Unavoidably, the climate of fear which feels as though it currently has the Western world in a chokehold was a big topic of onstage conversation last night, but the band's "fuck you" attitude meant that it was a source of laughs rather than lamentation or self-pity. Between Ben's repeated allusions to Donald Trump as a "Cheeto monster" and Liv's description of the Gay Hell that religious critics have often told them they're going to, their ability to rise above instead of getting bogged down in the sludgy wasteland that is current politics might just be the most inspiring thing about their live show.
Though PWR BTTM may seem geared towards a 'specific audience', what's special about them is their musical accessibility. Armed with a drum kit and a single guitar, they make catchy, original rock that any fan of objectively great guitar music can enjoy. Lyrically, yeah, it's frankly gay as all hell (I can confirm that it feels super radical to be part of a sold out room singing the lyrics "My girl gets scared, can't take him anywhere"), but you don't need to be able to relate to that to appreciate the melodic beauty and technical prowess they play with. Their sound is equally as indebted to metal and noodly sad boy emo bands like American Football and Algernon Cadwallader as it is to their queercore forebears in Black Fag and Pansy Division.

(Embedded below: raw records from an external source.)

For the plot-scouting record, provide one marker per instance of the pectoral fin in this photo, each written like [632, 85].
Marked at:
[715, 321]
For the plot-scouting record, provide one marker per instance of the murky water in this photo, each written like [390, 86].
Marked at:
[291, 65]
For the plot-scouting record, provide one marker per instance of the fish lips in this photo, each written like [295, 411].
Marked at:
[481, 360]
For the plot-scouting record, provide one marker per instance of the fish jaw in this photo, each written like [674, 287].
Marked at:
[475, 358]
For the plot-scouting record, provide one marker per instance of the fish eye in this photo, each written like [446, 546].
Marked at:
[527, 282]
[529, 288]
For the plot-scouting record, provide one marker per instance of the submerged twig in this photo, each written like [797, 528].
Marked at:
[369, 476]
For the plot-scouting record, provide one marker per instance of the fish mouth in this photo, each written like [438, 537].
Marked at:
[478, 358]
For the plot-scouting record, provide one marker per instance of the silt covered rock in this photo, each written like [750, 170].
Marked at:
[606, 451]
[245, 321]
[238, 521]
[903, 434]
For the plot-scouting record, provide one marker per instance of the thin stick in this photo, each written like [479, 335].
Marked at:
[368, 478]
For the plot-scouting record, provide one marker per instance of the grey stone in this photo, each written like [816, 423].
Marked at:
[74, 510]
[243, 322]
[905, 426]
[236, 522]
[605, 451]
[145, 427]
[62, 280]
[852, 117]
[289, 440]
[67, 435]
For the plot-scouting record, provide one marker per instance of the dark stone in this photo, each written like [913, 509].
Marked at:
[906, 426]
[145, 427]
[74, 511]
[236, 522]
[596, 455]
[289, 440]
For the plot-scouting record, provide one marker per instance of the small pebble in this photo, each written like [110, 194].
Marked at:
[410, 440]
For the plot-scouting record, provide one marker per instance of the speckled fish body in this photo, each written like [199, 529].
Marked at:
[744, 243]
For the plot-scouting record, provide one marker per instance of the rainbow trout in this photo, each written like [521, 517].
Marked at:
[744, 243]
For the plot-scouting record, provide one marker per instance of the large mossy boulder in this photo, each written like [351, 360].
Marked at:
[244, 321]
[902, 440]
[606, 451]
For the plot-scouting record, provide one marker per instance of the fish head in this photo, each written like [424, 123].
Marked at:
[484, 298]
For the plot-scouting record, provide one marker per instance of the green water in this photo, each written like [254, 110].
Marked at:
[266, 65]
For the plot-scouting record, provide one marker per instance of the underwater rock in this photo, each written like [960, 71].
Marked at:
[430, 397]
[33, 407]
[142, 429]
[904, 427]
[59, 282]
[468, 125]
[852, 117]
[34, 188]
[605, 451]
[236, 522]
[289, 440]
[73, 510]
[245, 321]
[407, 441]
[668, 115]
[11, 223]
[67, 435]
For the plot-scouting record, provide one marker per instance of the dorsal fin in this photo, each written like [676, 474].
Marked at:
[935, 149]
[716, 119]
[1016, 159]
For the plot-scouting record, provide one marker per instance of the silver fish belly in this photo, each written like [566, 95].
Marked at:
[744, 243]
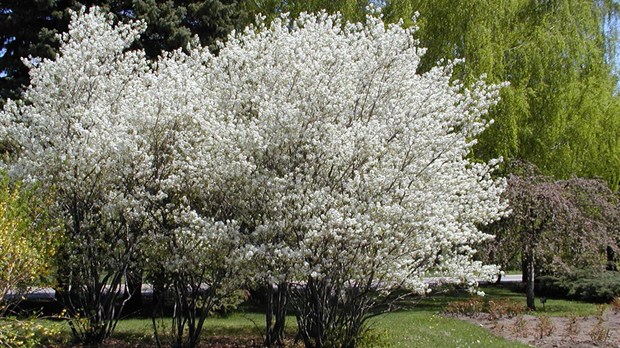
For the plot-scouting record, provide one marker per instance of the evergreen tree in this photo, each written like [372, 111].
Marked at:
[29, 28]
[560, 111]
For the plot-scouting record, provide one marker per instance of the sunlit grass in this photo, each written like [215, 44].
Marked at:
[421, 324]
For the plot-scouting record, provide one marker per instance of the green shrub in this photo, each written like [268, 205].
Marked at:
[27, 333]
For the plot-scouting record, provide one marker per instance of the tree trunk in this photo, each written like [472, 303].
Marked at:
[276, 309]
[611, 259]
[133, 307]
[529, 277]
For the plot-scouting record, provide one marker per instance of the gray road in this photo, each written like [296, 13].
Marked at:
[47, 294]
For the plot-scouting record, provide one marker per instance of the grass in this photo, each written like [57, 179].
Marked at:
[427, 329]
[422, 325]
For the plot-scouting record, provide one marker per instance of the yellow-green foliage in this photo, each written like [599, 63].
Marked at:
[25, 333]
[27, 239]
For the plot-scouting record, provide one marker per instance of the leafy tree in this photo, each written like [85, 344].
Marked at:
[73, 147]
[560, 110]
[310, 143]
[555, 225]
[361, 185]
[28, 240]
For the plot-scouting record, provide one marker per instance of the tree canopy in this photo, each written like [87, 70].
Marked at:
[560, 111]
[306, 151]
[30, 28]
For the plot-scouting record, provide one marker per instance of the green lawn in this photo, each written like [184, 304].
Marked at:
[420, 325]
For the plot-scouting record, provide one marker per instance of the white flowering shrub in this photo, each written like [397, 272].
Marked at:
[138, 167]
[362, 183]
[308, 153]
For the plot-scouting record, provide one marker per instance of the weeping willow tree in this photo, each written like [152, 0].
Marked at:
[561, 111]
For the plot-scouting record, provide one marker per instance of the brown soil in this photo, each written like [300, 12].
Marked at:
[575, 332]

It's an interesting musical nexus to occupy – and one that lends infinite potential for crossover, and for pro-queer sentiments to reach listeners that might not otherwise have been exposed to them. Their signing to Big Scary Monsters in the UK, a label whose roster leans towards straight male dominated indie and math rock, earlier this year is testament to that. And though PWR BTTM might not be the most traditional rock band, their strong and clear influences from throughout the genre – whether it's Limp Wrist or Bloc Party – empower them to occupy space in an historically masculine musical world. Speaking to Fusion last year, Liv recognised this as important and subversive: "A lot of us queers are conditioned to think that we can only be someone's hairstylist or somebody's best friend. It's not often that you're encouraged to be a rock musician that takes up space."

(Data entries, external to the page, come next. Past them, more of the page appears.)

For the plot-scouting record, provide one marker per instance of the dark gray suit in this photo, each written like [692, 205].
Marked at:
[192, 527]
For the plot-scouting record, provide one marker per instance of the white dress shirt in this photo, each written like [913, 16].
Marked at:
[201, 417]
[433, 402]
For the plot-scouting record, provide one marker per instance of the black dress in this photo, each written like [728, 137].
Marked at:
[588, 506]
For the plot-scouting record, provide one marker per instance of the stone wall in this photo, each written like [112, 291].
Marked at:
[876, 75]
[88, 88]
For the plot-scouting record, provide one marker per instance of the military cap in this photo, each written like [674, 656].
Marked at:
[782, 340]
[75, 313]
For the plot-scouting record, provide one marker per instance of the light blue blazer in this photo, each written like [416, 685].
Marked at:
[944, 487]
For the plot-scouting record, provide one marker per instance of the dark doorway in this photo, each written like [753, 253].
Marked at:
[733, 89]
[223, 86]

And take up space they do. Whether that was in the form of Liv regaling the room with their thoughts on a collaboration between two personal Irish fave's – Enya and Niall Horan of One Direction (who may come together to create "Irish pastoral twink-core") – or Ben's guitar licks that could get even the staunchest of dad rockers to bob his head, last night PWR BTTM had us all in the palms of their manicured hands. As I took the vision of them in, in all their queer, sparkling splendour, with my pink scrunchie fastened firmly on top of my head, there was really no place where I've felt more like myself in a long time.